As described above, according to the present invention,
A lens having a first shape for correcting aberration in a first direction of the image signal light and a second shape for correcting aberration of the image signal light in a second direction orthogonal to the first direction; Since the object side is telecentric and the projection optical system has a stop between the imaging lens unit and the projection surface, the angle of view can be increased without increasing the number of lenses, and high resolution can be realized. it can.

[Brief description of the drawings]

FIG. 1 is a schematic configuration diagram of an image forming apparatus according to an embodiment of the present invention.

FIG. 2 is an XZ of the image forming apparatus according to the embodiment of the present invention;
Schematic configuration diagram in plane

3A and 3B show aberrations in the projection optical system according to the embodiment of the present invention, wherein FIG. 3A shows spherical aberration, FIG. 3B shows astigmatism,
(C) is distortion aberration

FIG. 4 is an explanatory diagram showing an MTF curve in the image forming apparatus according to the embodiment of the present invention.

[Explanation of symbols]

 Reference Signs List 1, image forming apparatus 2, semiconductor laser array 3, photosensitive drum 4, imaging lens unit 5, drum driving device 6, image memory 7, signal processing circuit 8, laser driving circuit 9, control circuit 41, first anamorphic non Spherical lens 42, 2nd anamorphic aspheric lens 43, diaphragm

Claims (6)

[Claims] A light source that emits image signal light based on image information; a first shape that corrects aberration in a first direction of the image signal light; and a second shape that is orthogonal to the first direction. A lens having a second shape that corrects the aberration of the image signal light with respect to a direction, an imaging lens unit having an object side telecentric, and a stop between the imaging lens unit and a projection surface. A projection optical system, characterized in that: 2. The image forming lens section corrects aberration in one of a main scanning direction and a sub-scanning direction of the image signal light based on the first shape, and corrects the image based on the second shape. The projection optical system according to claim 1, wherein aberration is corrected in a main scanning direction or a sub-scanning direction that is the second direction orthogonal to the first direction of the signal light. 3. The projection optical system according to claim 1, wherein the lens has a different aspherical shape in the first direction and the second direction. 4. A light source having a plurality of laser elements arranged in an array and emitting a plurality of laser beams based on image information; and forming an electrostatic latent image by irradiating the plurality of laser beams.
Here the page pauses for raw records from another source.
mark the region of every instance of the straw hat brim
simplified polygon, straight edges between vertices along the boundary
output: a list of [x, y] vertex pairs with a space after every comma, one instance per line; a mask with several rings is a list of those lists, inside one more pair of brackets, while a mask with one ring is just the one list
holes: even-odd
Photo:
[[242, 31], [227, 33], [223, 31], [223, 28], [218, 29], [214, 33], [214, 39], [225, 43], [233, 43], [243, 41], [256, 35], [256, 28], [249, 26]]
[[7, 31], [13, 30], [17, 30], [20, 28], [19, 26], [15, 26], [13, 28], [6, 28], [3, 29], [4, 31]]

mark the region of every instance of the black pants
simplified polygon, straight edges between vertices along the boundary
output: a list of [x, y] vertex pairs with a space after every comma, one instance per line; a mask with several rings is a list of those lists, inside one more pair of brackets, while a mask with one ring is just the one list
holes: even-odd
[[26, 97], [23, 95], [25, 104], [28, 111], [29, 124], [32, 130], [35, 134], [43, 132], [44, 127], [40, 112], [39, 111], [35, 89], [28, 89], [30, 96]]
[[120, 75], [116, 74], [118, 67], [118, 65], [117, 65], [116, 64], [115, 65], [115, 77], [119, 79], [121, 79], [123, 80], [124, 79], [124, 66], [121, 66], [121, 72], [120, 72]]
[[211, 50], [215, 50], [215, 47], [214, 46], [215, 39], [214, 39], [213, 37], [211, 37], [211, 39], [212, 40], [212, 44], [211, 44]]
An image carrier to be corrected; a first shape for correcting aberrations in a first direction of the plurality of laser beams; and a correction for aberrations in the plurality of laser beams in a second direction orthogonal to the first direction An image forming apparatus, comprising: an imaging lens unit having a lens having a second shape to be telecentric on the object side; and an aperture between the imaging lens unit and the image carrier. . 5. The imaging lens section corrects aberration in one of a main scanning direction and a sub-scanning direction of the plurality of laser beams based on the first shape, and corrects the aberration based on the second shape. The image forming apparatus according to claim 4, wherein aberration is corrected in a main scanning direction or a sub-scanning direction that is the second direction orthogonal to the first direction of the plurality of laser beams. 6. The image forming apparatus according to claim 4, wherein said lens has a different aspherical shape in said first direction and said second direction.